Fontel Mines

Virginia Tech Hokies
- Title: Assistant head coach & wide receivers coach

Personal information
- Born: February 26, 1985 (age 41) Richmond, Virginia, U.S.
- Listed height: 6 ft 4 in (1.93 m)
- Listed weight: 244 lb (111 kg)

Career information
- College: Virginia
- NFL draft: 2007: undrafted

Career history

Playing
- Chicago Bears (2007–2009);

Coaching
- Chowan (2011) Wide receivers coach; Richmond (2012–2013) Wide receivers coach; Richmond (2014) Tight ends coach; Richmond (2015) Wide receivers coach; Washington Redskins (2015) Minority internship; Delaware (2016) Wide receivers coach; James Madison (2017) Inside receivers coach; East Carolina (2018–2020) Inside receivers coach & recruiting coordinator; Old Dominion (2021) Tight ends coach; Virginia Tech (2022–2023) Wide receivers coach; Virginia Tech (2024–present) Assistant head coach & wide receivers coach;

= Fontel Mines =

American football player and coach (born 1985)
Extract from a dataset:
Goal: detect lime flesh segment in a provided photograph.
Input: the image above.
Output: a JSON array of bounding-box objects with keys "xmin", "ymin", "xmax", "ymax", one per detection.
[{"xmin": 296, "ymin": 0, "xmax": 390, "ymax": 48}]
Fontel Mines (born February 26, 1985) is an American football coach and former tight end. He is the assistant head coach, wide receivers coach, and offensive recruiting coordinator for Virginia Tech. He previously was the tight end coach for the Old Dominion Monarchs. He played college football at Virginia for coach Al Groh from 2002 to 2006 and played in the National Football League (NFL) for 3 seasons from 2007 to 2009.

==Early life==
Mines attended Hermitage High School in Richmond, Virginia and was a student and a letterman in football and basketball. In football, as a senior, he was a first-team Group AAA All-state selection and made 37 receptions for 674 yards and ten touchdowns.

==College career==
Mines played collegiately at the University of Virginia. He played in 42 games, starting 20. He had 68 career receptions for 737 yards and 5 touchdowns.

==Professional career==

===Chicago Bears===
Mines was signed to the Chicago Bears practice squad on September 2, 2007. They signed him to the active roster on December 26, 2007.

After spending the 2008 season on the Bears' practice squad, Mines was re-signed to a future contract on December 29, 2008. He was waived/injured on August 25 and subsequently reverted to injured reserve.

Mines was waived by the Bears on March 1, 2010.